La Esfinge era un animal mitológico de la antigüedad que custodiaba la entrada en la ciudad griega de Tebas pidiendo la respuesta a una adivinanza que proponía a los viajeros para permitirles el paso. Quienes no acertaban o desconocían la respuesta perdían la vida y eran devorados.
“Decidí construir todo un sistema de temas mecánicos para contar mi autobiografía a través de ellos”. De esta forma, mostró la relación de las máquinas con el ser humano, preocupación de artistas e intelectuales desde finales del s. XIX y de la que es muy representativa la máquina protagonista del breve relato de Kafka, «En la colonia penitenciaria», de 1919.
El artista
(Düsseldorf, 1935 – 2023)
Klapheck fue pintor y artista gráfico. Las pinturas que empezó a exponer en los años cincuenta eran descripciones de maquinaria doméstica. Sus temas han incluido máquinas de escribir, coser, grifos y duchas, teléfonos, planchas, zapatos, llaves, sierras, neumáticos, timbres de bicicleta y relojes.

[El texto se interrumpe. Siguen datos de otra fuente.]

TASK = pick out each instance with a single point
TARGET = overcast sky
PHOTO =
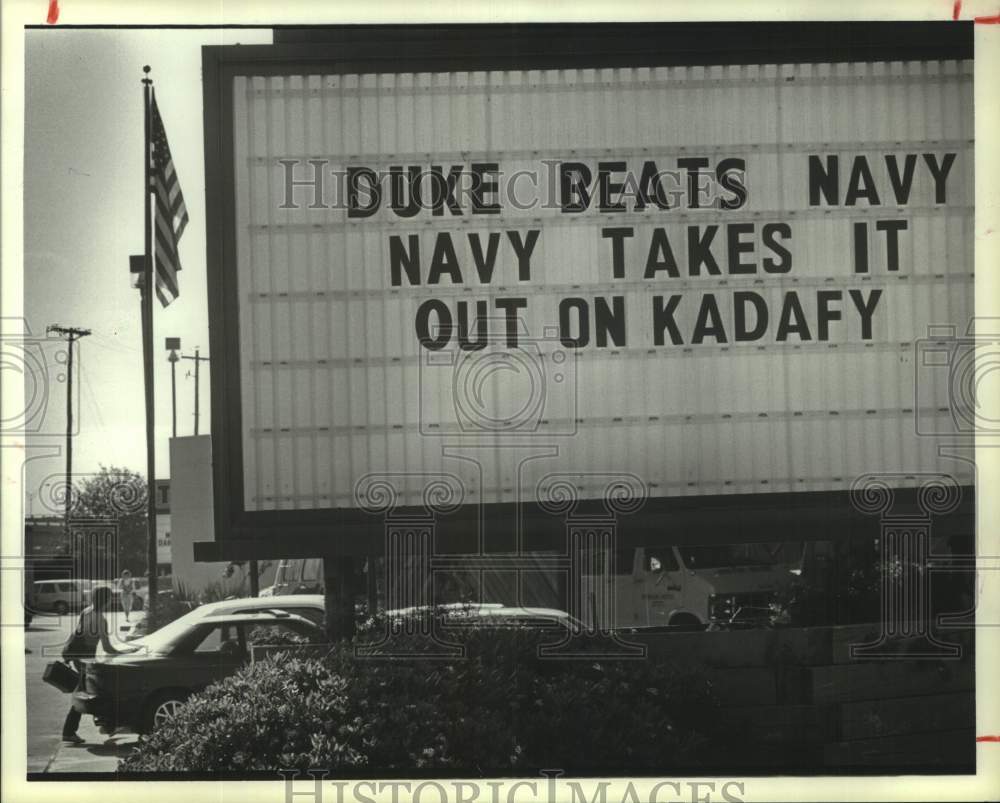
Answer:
(83, 217)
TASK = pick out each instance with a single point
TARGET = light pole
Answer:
(198, 360)
(173, 344)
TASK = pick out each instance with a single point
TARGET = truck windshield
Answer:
(717, 556)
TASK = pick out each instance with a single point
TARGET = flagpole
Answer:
(146, 298)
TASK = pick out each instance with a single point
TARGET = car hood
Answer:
(140, 654)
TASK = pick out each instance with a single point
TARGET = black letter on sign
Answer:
(785, 256)
(737, 247)
(786, 326)
(401, 259)
(583, 322)
(940, 174)
(608, 321)
(617, 237)
(824, 313)
(663, 318)
(866, 309)
(700, 251)
(482, 311)
(661, 257)
(861, 184)
(510, 306)
(892, 229)
(444, 260)
(703, 327)
(485, 263)
(861, 247)
(575, 180)
(760, 306)
(824, 180)
(437, 338)
(523, 250)
(729, 173)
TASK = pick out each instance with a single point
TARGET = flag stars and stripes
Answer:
(170, 212)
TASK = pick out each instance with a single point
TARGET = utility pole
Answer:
(146, 302)
(198, 360)
(173, 344)
(72, 335)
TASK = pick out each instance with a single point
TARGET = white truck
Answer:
(694, 586)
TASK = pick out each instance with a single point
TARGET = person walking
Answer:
(91, 630)
(127, 588)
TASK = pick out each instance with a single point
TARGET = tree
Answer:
(118, 495)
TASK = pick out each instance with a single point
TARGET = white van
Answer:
(61, 596)
(304, 576)
(696, 586)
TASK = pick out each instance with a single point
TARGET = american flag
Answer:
(171, 214)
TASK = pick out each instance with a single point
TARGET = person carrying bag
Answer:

Nacido en el seno de una familia judía, Klapheck vivió la expulsión de su padre de la Academia de Arte de Düsseldorf en la que daba clase y que más tarde sería uno de los seis millones de inocentes que fueron asesinados en los campos de exterminio. Murió en Auschwitz. Los artefactos pintados por Klapheck quieren ser alegorías de instrumentos al servicio del mal, las máquinas de escribir con las que la burocracia nazi escribía las sentencias a muerte de las personas condenadas a los campos de concentración.
Las máquinas de coser refieren la separación clara de las funciones sociales entre hombres y mujeres, separación que quedaba muy clara en una sociedad como la nazi, relegando a las mujeres a su papel de amas de casa, más unidas a las máquinas de coser como elementos indispensables dentro del rol de guardianas del hogar que les había otorgado la ideología nazi.
En la década de los 50, Klapheck estudió con su mentor, el surrealista Bruno Goller, y a través de é entró en contacto con André Breton. Se mudó a París, en el momento del desarrollo del Informalismo, pero no se encontró a gusto artísticamente y regresó a su Düsseldorf natal.
Fue uno de los pocos artistas internacionales en la colección de la Fundación Stämpfli que no desarrolló su trayectoria en París.